Il cane che diventa mostro, reale o fantastico, è anche il soggetto di tante opere horror/fantasy come Il mastino dei Baskerville di Arthur Conan Doyle, Il segugio di H.P Lovecraft o il racconto Cujo di Stephen King, dove, a causa di un morso di pipistrello, il cane è vittima di una lenta e dolorosa trasformazione che si manifesta in lancinanti dolori concentrati principalmente nella regione cerebrale, e che gli causa terribili allucinazioni che lo portano a vedere tutti come nemici.
Alberto Asor Rosa nel suo Storie di animali e altri viventi, fa dire alla sua Cana narratrice:
“Quel che io porto agli umani non è l’essere simili a loro: è piuttosto la zona d’ombra in cui non c’è né umano né animale, bensì le due cose confuse insieme.”

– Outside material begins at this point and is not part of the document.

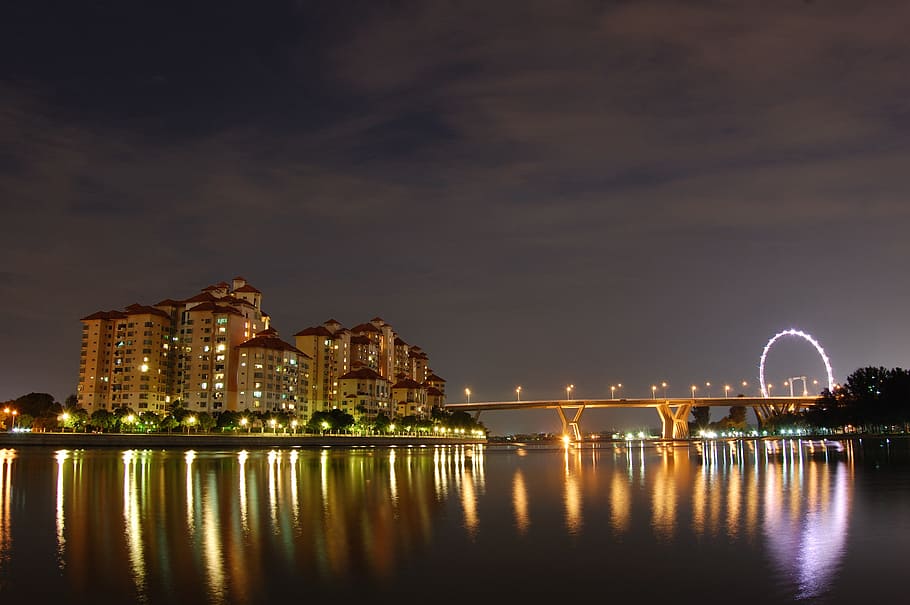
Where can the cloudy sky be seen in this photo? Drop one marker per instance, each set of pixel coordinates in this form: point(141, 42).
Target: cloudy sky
point(537, 193)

In altre parole, è ciò che evoca anche Pablo Neruda, nella poesia Ode al cane:
(...)
la vita che procede,
e l'antica amicizia,
la felicita'
d'essere cane e d'essere uomo
trasformata
in un solo animale
che cammina muovendo
sei zampe
e una coda
con rugiada.
e l'antica amicizia,
la felicita'
d'essere cane e d'essere uomo
trasformata
in un solo animale
che cammina muovendo
sei zampe
e una coda
con rugiada.
Che il cane sia compromesso al mondo degli uomini è chiaro a Franz Kafka che in Indagini di un cane ricapitola la vita di un contro-cane, che rinuncia alla sua caninità allontanandosi dal suo popolo in un percorso di ricerca sull’origine del cibo, chiedendosi se provenga dalla terra o dal cielo, finendo per digiunare e meditare sull’anima canina, e concludendo che:
“...fu questo istinto che mi fece apprezzare al di sopra di tutto la libertà! Eh, sì, la libertà che oggi è possibile è pochissima cosa. Ma nonostante tutto è la libertà, nonostante tutto è un possesso.”